Phenotypic plasticity in heterotrophic marine microbial communities in continuous cultures

Abstract

Phenotypic plasticity (PP) is the development of alternate phenotypes of a given taxon as an adaptation to environmental conditions. Methodological limitations have restricted the quantification of PP to the measurement of a few traits in single organisms. We used metatranscriptomic libraries to overcome these challenges and estimate PP using the expressed genes of multiple heterotrophic organisms as a proxy for traits in a microbial community. The metatranscriptomes captured the expression response of natural marine bacterial communities grown on differing carbon resource regimes in continuous cultures. We found that taxa with different magnitudes of PP coexisted in the same cultures, and that members of the order Rhodobacterales had the highest levels of PP. In agreement with previous studies, our results suggest that continuous culturing may have specifically selected for taxa featuring a rather high range of PP. On average, PP and abundance changes within a taxon contributed equally to the organism's change in functional gene abundance, implying that both PP and abundance mediated observed differences in community function. However, not all functional changes due to PP were directly reflected in the bulk community functional response: gene expression changes in individual taxa due to PP were partly masked by counterbalanced expression of the same gene in other taxa.
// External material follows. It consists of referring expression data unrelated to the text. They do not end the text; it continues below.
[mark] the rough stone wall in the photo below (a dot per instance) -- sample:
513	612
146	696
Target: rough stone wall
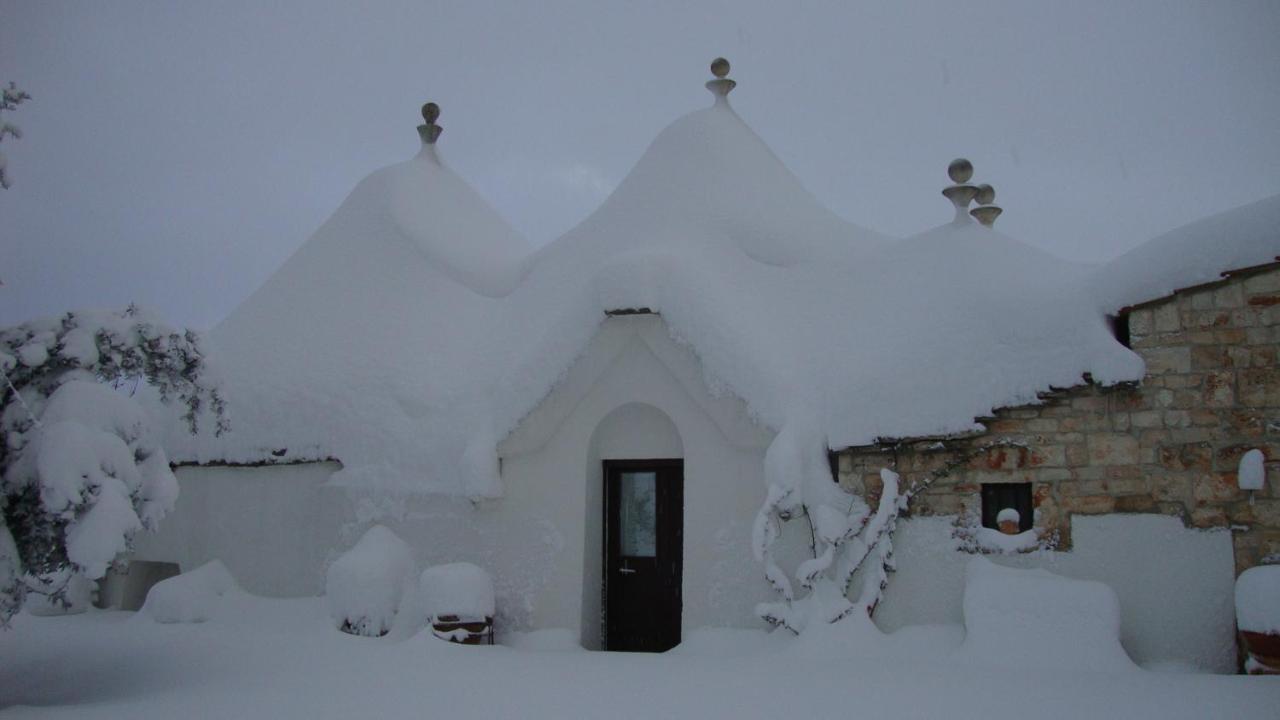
1169	445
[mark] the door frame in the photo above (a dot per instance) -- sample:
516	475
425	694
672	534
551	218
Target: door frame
671	543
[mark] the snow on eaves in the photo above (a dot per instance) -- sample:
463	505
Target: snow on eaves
1193	254
411	333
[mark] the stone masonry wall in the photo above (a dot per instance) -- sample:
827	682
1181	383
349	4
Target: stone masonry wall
1169	445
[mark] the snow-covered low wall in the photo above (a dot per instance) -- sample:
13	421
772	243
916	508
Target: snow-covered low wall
1174	583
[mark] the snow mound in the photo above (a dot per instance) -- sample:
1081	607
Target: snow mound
190	597
457	588
365	584
1257	600
411	351
1033	618
1193	254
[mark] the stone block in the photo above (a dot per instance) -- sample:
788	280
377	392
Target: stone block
1219	390
1089	504
1189	456
1136	504
1141	322
1146	419
1232	295
1260	387
1112	449
1208	358
1215	488
1162	360
1165	318
1262	282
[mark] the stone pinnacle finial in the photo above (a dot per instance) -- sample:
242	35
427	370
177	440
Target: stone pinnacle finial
986	213
960	194
721	86
429	131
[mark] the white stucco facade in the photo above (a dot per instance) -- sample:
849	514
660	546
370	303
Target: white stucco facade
634	393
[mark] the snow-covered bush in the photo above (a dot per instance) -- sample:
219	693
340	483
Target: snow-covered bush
365	584
846	536
460	589
80	469
190	597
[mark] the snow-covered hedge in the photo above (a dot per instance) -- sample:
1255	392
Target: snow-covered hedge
365	584
458	588
190	597
80	469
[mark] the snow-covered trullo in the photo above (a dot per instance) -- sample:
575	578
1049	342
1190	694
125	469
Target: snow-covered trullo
632	427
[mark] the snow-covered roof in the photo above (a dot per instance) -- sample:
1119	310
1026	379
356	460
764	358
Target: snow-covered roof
412	332
1193	254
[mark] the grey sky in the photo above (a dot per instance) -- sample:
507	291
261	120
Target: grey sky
177	153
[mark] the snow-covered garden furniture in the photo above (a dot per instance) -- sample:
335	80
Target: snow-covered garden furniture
1257	614
458	602
190	597
365	584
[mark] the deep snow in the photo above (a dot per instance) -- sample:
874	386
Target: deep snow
282	659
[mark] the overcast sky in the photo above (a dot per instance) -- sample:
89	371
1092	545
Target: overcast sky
174	154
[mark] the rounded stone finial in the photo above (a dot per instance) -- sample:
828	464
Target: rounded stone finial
960	171
986	195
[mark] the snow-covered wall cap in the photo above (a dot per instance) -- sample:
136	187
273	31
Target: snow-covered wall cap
429	131
721	86
1193	254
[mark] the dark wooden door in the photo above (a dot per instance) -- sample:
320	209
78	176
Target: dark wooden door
644	518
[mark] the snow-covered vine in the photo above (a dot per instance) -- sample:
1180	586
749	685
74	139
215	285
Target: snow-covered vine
80	469
848	537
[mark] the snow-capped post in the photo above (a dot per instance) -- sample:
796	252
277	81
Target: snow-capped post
721	86
9	99
960	194
429	131
80	468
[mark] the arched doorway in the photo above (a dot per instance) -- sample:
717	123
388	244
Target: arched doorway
638	472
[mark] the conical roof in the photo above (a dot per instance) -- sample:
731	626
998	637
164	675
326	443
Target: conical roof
408	336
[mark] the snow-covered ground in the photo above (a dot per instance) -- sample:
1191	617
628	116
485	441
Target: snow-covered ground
282	659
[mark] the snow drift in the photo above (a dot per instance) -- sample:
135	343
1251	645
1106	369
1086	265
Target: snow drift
364	586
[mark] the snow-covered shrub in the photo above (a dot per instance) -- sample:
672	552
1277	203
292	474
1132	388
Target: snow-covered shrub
458	589
365	584
80	470
1257	600
190	597
846	534
1033	618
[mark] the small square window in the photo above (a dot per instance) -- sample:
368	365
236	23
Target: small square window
1004	496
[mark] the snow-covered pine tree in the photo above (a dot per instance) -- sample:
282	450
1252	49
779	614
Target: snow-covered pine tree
80	470
846	536
9	100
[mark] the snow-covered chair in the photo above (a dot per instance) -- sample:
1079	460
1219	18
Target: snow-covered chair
1257	614
365	584
458	601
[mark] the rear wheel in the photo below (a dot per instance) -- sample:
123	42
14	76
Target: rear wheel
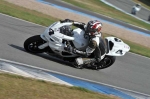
32	43
106	62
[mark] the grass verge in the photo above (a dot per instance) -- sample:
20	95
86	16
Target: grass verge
42	19
101	8
18	87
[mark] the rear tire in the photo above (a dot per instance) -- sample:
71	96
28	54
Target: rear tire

This observation demonstrates that PP had a stabilizing effect on a community's functional response to environmental change.

Figure 1

Transcripts binned according to function (a), taxon (b) or both function and taxon (c, d) in different treatments (indicated as x and y) were used to quantitatively estimate the community functional change (a), changes in the actively transcribing community composition (b), PP of individual taxa in size-normalized taxon bins (c) and TP in taxon bins with gene counts multiplied by the taxon transcript abundance before calculating Bray–Curtis dissimilarities (d).

Figure 2

Functional stability can be caused by two scenarios: (a) abundance changes of taxa that express the same function at the same relative transcription level (that is, taxa that are functionally redundant) and (b) changes in relative transcription level of the same function within taxa that do not change their overall transcript abundance (that is, taxa that feature PP). Numbers in brackets indicate the fraction of bars occupied by function α in order to authenticate the schematically displayed functional stability.

Figure 3

Dendrograms (Bray–Curtis dissimilarity, Ward's linkage) based on normalized count data after functional (a) and taxonomic (b) binning of the sequence data. Technical replicates from Exp_SwDi are labeled with filled circles and technical replicates from Exp_CyDi are labeled with open circles (modified from Beier et al., 2014).

Figure 4

Histogram displaying the variability of PP in 46 (a) and 99 (b) taxa (>2000 transcripts each) in Exp_SwDi and Exp_CyDi, respectively. The magnitude of PP was estimated by Bray–Curtis dissimilarities of functional bins for the same taxon in different treatments within an experiment. Increasing Bray–Curtis values indicate increasing PP.

Figure 5

Boxplot displaying PP of taxa from Exp_SwDi and Exp_CyDi after grouping taxa according to their phylogenetic order. Numbers in brackets following the order names indicate the number of taxa affiliated with the order. Orders with <5 taxa were excluded from analysis. Open circles indicate outliers with values exceeding by 1.5-fold the distance of the interquartile range.